Why GEX matters for NIFTY traders

When Nifty 50 sits in a positive-GEX regime, intraday ranges compress and breakouts fail — perfect for premium-selling strategies. When net GEX flips negative, expect wider candles and trending moves — better for directional buyers. Watching the GEX bars in real time gives NIFTY traders an edge that price alone doesn't.

Reading the NIFTY Gamma Exposure chart

Green bars above zero are strikes where dealers are net long gamma — they dampen volatility. Red bars below zero are strikes where dealers are net short gamma — they accelerate moves. The blue ABS GEX line traces total hedging concentration. Spikes mark the most actionable strikes.

Using NIFTY GEX today

As of 12 June 2026, open the chart, glance at the Net GEX number, and check the bars near spot. Within five seconds you have a read on whether Nifty 50 is in a pinning regime or a trending one — and where the next supply/demand zones from dealer hedging sit.

Nifty 50 (NIFTY) GEX Calculation: From Greeks to Dealer Hedging

The NIFTY GEX formula

Per strike, GEX = Spot² × Gamma × Open Interest.

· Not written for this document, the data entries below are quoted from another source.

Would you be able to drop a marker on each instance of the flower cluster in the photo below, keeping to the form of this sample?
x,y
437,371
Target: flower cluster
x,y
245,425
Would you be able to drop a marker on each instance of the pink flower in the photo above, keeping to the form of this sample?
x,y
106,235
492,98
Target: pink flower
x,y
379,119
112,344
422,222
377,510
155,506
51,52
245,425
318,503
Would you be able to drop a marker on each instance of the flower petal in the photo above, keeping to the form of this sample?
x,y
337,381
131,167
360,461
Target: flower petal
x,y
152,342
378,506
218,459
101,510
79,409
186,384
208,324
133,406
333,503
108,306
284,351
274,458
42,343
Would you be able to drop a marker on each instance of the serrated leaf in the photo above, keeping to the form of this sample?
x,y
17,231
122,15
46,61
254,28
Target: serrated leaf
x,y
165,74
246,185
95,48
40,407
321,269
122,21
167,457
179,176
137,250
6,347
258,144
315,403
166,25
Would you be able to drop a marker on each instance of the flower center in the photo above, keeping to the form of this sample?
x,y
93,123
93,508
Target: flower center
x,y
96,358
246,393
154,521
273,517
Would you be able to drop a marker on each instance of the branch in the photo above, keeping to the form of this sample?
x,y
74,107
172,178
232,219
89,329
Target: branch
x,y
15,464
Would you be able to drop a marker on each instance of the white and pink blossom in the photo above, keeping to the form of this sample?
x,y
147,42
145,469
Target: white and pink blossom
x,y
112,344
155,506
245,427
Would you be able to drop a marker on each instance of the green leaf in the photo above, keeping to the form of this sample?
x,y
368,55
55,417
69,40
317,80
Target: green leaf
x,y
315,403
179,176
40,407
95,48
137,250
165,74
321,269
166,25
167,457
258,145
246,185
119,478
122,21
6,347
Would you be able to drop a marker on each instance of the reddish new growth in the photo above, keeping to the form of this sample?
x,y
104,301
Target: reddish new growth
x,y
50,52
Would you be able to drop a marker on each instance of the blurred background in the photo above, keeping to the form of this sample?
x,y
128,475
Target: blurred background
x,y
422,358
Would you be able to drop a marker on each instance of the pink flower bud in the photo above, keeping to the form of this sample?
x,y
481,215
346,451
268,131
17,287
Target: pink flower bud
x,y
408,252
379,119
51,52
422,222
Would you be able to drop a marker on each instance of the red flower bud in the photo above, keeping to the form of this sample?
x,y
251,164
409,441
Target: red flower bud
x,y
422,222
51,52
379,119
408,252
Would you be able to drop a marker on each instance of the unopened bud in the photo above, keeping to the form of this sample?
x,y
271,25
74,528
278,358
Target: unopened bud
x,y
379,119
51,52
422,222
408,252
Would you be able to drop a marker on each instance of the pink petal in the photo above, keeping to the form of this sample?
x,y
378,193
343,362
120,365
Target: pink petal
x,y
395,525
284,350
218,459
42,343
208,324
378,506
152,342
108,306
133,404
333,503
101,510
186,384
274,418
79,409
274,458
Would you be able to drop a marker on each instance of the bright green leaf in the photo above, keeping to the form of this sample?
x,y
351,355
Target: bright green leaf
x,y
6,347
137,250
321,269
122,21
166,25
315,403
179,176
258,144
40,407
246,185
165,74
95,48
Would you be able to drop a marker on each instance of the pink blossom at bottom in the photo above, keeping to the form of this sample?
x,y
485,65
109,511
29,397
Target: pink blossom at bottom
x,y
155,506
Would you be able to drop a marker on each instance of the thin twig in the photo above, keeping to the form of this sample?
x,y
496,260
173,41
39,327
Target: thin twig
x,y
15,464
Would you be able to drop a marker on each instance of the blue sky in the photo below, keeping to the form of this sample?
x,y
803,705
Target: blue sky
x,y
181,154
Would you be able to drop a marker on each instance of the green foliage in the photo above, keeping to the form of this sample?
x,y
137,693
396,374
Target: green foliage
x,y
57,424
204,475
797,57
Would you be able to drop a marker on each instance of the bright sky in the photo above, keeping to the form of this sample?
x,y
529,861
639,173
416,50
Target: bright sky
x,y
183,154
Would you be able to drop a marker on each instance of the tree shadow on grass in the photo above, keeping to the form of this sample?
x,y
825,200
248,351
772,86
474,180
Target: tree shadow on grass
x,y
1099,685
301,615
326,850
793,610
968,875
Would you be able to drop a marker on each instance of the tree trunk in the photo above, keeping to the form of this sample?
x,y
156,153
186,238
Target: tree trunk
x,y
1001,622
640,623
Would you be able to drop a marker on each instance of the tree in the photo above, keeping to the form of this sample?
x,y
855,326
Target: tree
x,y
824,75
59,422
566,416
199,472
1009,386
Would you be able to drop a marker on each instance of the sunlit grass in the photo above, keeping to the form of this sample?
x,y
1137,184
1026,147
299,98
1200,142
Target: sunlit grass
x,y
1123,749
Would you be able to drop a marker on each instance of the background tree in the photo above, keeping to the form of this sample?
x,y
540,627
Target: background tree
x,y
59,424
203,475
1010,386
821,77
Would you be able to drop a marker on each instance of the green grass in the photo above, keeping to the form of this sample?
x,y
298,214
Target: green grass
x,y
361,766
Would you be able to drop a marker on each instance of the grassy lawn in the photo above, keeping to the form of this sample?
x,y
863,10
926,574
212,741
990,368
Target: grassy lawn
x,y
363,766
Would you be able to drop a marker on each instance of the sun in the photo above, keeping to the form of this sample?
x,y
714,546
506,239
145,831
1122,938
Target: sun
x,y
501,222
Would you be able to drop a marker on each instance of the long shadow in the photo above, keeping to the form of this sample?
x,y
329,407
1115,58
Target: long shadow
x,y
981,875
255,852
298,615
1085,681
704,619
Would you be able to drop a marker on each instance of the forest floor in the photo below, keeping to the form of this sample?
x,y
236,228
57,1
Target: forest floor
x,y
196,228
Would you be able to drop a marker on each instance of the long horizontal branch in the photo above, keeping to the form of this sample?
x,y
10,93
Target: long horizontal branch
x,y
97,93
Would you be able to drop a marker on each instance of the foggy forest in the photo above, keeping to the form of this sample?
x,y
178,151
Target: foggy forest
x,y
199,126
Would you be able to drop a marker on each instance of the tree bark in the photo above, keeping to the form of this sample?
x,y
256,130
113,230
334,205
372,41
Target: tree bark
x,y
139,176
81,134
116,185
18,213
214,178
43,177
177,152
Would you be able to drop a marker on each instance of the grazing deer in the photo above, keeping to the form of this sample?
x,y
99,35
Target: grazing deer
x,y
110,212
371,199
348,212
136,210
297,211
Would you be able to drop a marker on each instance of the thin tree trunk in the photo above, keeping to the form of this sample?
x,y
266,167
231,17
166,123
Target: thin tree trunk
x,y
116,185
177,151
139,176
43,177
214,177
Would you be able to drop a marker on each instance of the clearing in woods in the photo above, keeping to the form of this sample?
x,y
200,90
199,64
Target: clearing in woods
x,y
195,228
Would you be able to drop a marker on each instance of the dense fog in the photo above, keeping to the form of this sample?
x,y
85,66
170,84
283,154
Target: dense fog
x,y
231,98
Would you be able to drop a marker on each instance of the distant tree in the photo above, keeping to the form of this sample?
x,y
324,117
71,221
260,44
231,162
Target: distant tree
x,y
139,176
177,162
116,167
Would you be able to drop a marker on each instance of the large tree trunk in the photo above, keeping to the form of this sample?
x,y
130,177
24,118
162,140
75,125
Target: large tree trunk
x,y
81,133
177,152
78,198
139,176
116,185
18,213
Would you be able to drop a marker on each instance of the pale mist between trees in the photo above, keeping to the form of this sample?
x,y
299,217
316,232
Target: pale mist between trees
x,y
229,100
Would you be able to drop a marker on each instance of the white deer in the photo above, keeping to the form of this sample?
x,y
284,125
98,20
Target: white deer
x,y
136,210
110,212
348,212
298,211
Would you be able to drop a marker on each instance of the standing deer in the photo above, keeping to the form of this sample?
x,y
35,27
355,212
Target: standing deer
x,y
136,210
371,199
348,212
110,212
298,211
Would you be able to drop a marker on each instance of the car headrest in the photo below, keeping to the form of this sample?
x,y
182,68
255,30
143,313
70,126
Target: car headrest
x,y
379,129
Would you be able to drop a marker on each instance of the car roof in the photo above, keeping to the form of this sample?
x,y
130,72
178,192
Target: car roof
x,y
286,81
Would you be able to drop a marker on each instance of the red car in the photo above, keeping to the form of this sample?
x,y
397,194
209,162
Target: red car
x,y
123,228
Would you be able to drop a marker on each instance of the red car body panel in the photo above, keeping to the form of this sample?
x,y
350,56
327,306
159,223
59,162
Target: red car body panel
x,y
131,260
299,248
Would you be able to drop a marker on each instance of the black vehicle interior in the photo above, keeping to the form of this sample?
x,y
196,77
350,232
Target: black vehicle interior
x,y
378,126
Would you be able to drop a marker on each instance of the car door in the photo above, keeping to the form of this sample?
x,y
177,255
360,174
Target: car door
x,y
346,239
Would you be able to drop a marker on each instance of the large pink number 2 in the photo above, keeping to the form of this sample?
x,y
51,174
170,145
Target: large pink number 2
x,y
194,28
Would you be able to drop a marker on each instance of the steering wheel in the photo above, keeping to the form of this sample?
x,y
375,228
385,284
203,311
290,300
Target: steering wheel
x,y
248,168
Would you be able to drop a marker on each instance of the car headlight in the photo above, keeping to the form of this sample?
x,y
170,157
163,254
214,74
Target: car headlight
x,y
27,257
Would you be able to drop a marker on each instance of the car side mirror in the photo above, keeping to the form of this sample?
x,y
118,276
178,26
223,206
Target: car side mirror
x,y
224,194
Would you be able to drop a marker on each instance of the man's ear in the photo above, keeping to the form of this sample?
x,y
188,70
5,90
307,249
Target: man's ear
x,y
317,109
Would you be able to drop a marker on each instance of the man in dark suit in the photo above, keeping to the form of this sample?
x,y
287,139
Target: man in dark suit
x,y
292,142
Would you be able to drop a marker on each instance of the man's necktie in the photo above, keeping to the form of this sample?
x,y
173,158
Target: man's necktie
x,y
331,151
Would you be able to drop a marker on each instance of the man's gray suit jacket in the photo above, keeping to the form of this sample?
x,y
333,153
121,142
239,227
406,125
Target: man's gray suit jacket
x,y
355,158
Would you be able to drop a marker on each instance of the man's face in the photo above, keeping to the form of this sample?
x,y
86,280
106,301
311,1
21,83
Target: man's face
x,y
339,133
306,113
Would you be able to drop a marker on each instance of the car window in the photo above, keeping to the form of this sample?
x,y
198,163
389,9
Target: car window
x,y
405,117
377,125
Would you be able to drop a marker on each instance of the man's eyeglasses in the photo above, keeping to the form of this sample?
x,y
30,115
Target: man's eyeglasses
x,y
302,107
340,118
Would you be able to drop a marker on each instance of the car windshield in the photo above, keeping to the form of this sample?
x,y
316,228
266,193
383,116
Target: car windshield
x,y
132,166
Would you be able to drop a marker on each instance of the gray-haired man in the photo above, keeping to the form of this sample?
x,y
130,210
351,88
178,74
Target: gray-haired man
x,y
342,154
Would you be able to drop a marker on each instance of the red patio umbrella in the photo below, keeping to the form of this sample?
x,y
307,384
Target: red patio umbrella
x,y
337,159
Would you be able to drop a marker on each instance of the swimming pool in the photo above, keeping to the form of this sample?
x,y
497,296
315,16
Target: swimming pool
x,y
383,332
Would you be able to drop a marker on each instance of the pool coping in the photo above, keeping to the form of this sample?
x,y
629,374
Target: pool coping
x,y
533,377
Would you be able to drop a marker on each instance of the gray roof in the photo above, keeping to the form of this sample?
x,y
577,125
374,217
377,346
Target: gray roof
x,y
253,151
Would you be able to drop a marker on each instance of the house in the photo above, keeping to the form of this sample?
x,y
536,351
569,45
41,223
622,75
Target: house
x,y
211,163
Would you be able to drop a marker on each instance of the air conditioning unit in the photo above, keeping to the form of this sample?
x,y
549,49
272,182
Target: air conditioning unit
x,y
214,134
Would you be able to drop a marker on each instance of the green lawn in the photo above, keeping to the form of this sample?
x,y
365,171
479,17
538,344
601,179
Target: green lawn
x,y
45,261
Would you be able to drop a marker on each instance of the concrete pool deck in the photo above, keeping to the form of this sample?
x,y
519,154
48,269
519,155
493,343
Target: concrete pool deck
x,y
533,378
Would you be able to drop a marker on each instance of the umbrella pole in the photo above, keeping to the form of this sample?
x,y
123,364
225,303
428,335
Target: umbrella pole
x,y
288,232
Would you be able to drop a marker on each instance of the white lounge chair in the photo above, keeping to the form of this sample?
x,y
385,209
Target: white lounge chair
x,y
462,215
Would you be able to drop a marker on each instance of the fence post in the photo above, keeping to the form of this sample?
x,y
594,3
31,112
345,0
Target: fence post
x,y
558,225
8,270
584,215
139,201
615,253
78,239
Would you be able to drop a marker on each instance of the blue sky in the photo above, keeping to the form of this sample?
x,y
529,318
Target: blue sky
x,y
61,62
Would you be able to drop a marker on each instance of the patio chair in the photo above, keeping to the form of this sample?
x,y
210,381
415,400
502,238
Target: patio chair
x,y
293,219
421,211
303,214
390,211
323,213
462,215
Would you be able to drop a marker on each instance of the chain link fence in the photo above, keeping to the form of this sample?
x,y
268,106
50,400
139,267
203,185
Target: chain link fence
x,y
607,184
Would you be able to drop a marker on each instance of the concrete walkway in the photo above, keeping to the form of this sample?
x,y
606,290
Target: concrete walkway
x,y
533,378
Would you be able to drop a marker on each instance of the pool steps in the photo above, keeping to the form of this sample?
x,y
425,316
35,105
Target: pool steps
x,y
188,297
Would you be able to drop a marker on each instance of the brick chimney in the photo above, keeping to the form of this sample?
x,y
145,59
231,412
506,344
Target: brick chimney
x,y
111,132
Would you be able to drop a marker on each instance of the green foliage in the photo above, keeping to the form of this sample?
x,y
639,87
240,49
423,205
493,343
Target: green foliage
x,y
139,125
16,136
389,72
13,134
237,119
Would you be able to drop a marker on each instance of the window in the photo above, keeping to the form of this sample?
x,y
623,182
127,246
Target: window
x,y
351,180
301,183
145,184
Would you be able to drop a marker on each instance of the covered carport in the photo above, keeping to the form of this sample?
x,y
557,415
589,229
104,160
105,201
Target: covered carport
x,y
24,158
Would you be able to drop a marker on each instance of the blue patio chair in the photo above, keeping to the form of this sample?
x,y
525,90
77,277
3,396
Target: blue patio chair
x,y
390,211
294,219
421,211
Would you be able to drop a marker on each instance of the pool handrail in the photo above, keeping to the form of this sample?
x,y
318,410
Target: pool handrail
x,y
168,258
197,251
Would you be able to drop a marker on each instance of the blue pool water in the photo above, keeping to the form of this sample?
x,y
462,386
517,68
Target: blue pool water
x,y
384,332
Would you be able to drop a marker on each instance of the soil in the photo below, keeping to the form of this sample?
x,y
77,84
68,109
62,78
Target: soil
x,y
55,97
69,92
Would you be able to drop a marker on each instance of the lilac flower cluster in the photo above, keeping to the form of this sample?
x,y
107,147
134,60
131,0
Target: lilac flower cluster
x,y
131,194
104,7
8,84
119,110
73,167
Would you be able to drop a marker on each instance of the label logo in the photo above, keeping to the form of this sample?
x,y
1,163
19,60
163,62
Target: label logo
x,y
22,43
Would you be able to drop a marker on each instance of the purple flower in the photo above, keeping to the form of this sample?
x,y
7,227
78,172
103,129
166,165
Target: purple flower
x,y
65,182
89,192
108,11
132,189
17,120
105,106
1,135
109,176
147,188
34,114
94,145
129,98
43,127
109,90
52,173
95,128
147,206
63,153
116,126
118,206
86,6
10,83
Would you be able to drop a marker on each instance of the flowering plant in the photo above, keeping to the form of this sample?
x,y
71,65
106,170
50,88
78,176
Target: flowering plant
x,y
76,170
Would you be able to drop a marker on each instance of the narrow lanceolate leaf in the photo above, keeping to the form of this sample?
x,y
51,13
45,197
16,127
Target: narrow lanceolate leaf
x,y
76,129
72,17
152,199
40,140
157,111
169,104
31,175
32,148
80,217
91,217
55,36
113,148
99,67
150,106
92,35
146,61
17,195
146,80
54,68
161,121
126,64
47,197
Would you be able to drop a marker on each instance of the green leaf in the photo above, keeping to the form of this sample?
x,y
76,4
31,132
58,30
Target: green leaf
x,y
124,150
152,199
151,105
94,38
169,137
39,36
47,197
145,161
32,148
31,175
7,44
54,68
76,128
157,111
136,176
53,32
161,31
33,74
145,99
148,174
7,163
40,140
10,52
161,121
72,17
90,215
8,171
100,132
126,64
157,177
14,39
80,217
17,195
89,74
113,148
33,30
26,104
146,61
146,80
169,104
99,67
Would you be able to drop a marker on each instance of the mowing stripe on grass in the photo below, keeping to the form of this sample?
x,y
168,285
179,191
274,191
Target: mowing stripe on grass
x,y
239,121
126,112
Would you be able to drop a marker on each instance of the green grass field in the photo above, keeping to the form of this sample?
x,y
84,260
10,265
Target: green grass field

Calls add to GEX (dealers assumed long), puts subtract (dealers assumed short). Summing across the Nifty 50 option chain yields the aggregate dealer gamma exposure — the size of the rebalancing flow that has to happen for every 1-point spot move.

Why we use Spot² in NIFTY GEX

Gamma is a per-unit-of-spot quantity. Multiplying by spot once converts to delta-per-1-point. Multiplying again converts to delta-per-1-percent move — the standard convention used by SpotGamma, Perfiliev, and most academic literature. Our NIFTY numbers use the same formula expressed in crores.

Why our NIFTY numbers differ from US GEX dashboards

We omit the US 100-contract multiplier and express in Rs ÷ 10⁷ (crores). The formula, sign convention, walls, and regime direction are all identical. Only the absolute magnitudes scale differently. Proportional bar heights and rankings match international tools exactly.

Trusting the math as of 12 June 2026

The Nifty 50 GEX you see today is the same standard formula tested across decades of dealer-flow research. Walls and regime calls translate cleanly to action on NIFTY.

How to read the Gamma Exposure chart

  1. Check the regime (Net GEX sign)Positive Net GEX = long-gamma regime (pinning/mean-reversion). Negative = short-gamma regime (trending). The colour of the Net GEX number tells you immediately.
  2. Identify the Call Wall and Put WallToggle Show Walls in settings. Call Wall is the upside ceiling, Put Wall is the downside floor. Spot tends to oscillate between them on positive-GEX sessions.
  3. Read the per-strike barsGreen bars above zero are strikes where dealers stabilize price (positive Net GEX). Red bars below zero are strikes where dealers amplify moves.
  4. Use the ABS GEX lineThe blue overlay traces total gamma concentration. Spikes mark the most actionable strikes — where dealer hedging flows are largest.
  5. Scrub the time slider for contextDrag the slider backward to see how walls migrated through the day. A rising Call Wall + rising spot = sustained bullish bias. A falling Put Wall + falling spot = breakdown risk.